Question

which of these statements would prove that line segment eb is perpendicular to line segment fd? diagram: lines intersect at b; vertical line with a (top), c (bottom); other lines: f (left), e (top-right), d (bottom-right). options: angle fba and angle abe add up to 90 degrees, angle fbe and angle ebd add up to 180 degrees, angle ebd is congruent to angle fbe, angle dbc and angle ebd add up to 90 degrees

Explanation:

To determine which statement proves \( EB \perp FD \), we analyze each option:

1. Option 1 (Angle FBA and Angle ABE add to \( 90^\circ \)):

These angles are adjacent along \( BA \), but this does not relate to \( FD \) or perpendicularity.

1. Option 2 (Angle FBE and Angle EBD add to \( 180^\circ \)):

This would mean \( FBE \) and \( EBD \) are supplementary (form a straight line), but perpendicularity requires a \( 90^\circ \) angle, not \( 180^\circ \).

1. Option 3 (Angle EBD ≅ Angle FBE):

If \( \angle EBD \cong \angle FBE \), and assuming \( \angle FBE + \angle EBD = 180^\circ \) (linear pair), then each angle would be \( 90^\circ \) (since \( \angle FBE = \angle EBD \) and their sum is \( 180^\circ \), so \( \angle FBE = \angle EBD = 90^\circ \)). This implies \( EB \perp FD \) (since the angle between them is \( 90^\circ \)).
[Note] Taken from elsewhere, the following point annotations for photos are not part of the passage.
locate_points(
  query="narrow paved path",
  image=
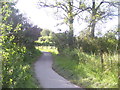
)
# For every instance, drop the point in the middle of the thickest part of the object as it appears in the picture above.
(47, 77)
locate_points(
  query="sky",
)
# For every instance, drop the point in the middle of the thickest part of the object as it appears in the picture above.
(45, 18)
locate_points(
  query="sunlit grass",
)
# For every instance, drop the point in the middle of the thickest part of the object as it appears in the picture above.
(89, 74)
(51, 49)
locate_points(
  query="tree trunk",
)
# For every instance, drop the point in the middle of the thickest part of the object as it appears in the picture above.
(70, 23)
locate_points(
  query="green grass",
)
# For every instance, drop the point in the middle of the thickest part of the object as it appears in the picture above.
(31, 81)
(86, 73)
(89, 74)
(51, 49)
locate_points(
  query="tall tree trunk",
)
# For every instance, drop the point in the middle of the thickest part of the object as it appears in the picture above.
(93, 19)
(70, 23)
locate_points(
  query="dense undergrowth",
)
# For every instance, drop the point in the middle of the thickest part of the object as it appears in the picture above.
(87, 72)
(18, 71)
(17, 50)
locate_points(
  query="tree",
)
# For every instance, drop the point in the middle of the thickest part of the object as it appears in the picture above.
(67, 11)
(45, 32)
(100, 10)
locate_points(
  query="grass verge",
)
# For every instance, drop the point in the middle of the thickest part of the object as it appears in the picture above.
(89, 74)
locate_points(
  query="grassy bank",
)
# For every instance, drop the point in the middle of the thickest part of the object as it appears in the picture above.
(88, 74)
(19, 72)
(86, 70)
(31, 81)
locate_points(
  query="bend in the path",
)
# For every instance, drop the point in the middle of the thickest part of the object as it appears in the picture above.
(47, 77)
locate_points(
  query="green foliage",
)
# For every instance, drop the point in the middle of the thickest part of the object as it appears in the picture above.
(95, 45)
(88, 73)
(16, 59)
(46, 32)
(44, 41)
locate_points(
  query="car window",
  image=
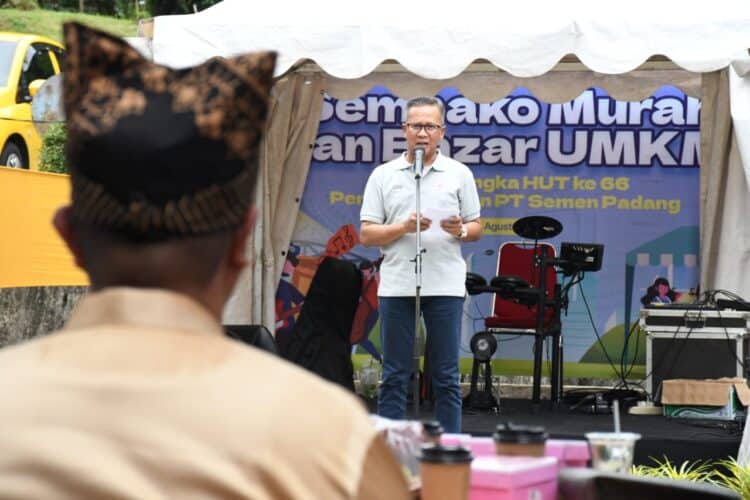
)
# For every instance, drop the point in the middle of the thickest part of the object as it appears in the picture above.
(7, 50)
(36, 65)
(60, 54)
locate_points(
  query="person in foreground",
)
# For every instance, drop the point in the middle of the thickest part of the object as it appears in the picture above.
(141, 395)
(388, 216)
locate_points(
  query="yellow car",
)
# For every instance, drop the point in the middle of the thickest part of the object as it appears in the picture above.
(26, 61)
1. Option 4 (Angle DBC and Angle EBD add to \( 90^\circ \)):

These angles involve \( BC \), not directly related to \( FD \) or the angle between \( EB \) and \( FD \).

Answer:

The correct statement is "Angle EBD is congruent to Angle FBE" (the third option, depending on the original labeling of checkboxes; typically, this corresponds to the option stating \( \angle EBD \cong \angle FBE \)).